The U.S. House came within a day of a rare recorded vote on whether to strip Israel of $3.3 billion in annual military aid... until the whole effort collapsed. An amendment from Rep. Thomas Massie (R-Ky.), backed by progressive Democrats including Alexandria Ocasio-Cortez and Greg Casar, would have zeroed out the funding. But on June 30, the underlying State Department spending bill fell apart when a bipartisan coalition voted down the procedural rule needed to even begin debate. The amendment never reached the floor, yet the fight laid bare how sharply the politics of Israel have shifted.
Recent surveys show a striking change in how Americans view U.S. support for Israel. A February 2026 Gallup poll found 41% of Americans sympathize more with the Palestinians than the Israelis (36%) — the first time Israel has trailed since Gallup began tracking the question in 2001. A June 2026 Quinnipiac University poll found 48% of voters believe the United States is "too supportive" of Israel, the highest share since the pollster first asked the question in 2017.
The amendment became a litmus test for a divided party. Casar said Americans should not be "financing more weapons for Netanyahu," citing Israel's conduct in Gaza, which many critics describe as a campaign of genocide. Israel firmly rejects the charge. Gaza health officials now reporting more than 72,000 deaths, nearly half of them women and children.
Centrists like Rep. Jerry Nadler (D-N.Y.) called the measure "poorly drafted," warning it could choke off diplomatic and humanitarian funds. Behind closed doors, members shared various points of view, with one anonymous Democrat conceding, "We know it's crap, but…" Rep. Bennie Thompson (D-Miss.), a longtime member, summed up the tension bluntly: "I've been around a long time, never seen it."
Lost in the moral argument is a simpler question: Why are Americans still footing the bill? The $3.3 billion sent to Israel each year — part of a 10-year, $38 billion agreement signed in 2016 — flows overseas at a time when families at home face real economic strain. Notably, even some Republicans and senior Democrats now favor winding the aid down, especially after Netanyahu himself said Israel should reduce its "dependence" on Washington. For a nation fielding the most advanced military in its region, the case for open-ended American subsidies grows harder to defend.

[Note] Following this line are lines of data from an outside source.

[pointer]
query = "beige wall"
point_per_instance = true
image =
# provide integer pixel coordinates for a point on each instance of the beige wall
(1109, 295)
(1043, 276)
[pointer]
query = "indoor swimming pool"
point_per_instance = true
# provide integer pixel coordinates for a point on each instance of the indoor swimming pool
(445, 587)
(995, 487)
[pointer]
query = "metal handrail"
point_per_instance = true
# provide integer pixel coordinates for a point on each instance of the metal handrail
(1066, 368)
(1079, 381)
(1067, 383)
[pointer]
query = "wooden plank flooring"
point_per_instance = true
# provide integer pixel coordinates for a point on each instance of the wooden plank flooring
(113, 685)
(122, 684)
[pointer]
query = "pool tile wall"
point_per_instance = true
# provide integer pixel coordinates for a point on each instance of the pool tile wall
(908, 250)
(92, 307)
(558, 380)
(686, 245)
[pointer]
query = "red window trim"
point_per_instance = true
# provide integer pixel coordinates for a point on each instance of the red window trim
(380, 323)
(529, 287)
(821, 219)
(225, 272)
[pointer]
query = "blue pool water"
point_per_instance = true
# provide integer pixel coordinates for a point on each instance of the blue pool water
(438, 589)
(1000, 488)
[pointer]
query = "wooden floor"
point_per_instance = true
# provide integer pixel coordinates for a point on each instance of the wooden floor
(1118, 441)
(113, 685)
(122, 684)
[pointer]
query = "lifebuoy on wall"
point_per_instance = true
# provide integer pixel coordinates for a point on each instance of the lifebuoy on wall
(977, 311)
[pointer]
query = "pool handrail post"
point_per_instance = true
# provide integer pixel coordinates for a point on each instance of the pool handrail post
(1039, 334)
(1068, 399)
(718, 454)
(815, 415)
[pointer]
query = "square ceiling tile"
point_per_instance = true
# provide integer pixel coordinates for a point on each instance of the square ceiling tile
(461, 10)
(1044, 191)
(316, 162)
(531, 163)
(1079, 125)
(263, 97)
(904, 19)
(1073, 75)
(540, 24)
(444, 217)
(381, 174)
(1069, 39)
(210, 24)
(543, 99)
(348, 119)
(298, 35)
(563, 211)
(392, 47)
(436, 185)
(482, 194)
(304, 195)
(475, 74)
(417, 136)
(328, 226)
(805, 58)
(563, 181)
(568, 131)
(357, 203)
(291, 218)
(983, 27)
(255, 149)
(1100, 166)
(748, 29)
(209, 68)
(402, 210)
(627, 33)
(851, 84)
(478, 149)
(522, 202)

The amendment's defeat will not end the reckoning. Ocasio-Cortez's own words trace her party's drift: "mass inhumanity" in January 2024, an "unfolding genocide" by that March, and by February 2026 a flat charge that U.S. aid "enabled a genocide in Gaza."
In the wake of the 2024 election, Democratic strategists concluded the party's Gaza policy had cost it at the ballot box, and progressive challengers have since unseated establishment incumbents such as Rep. Adriano Espaillat (D-N.Y.). With the issue poised to loom over the midterms, Sen. Brian Schatz (D-Hawaii) may have put it best: "The timing is right for us to have a tough conversation."
Whatever Washington ultimately decides, a growing share of Americans have already reached their own conclusion: the spending, and the policy it underwrites, no longer serves their interests.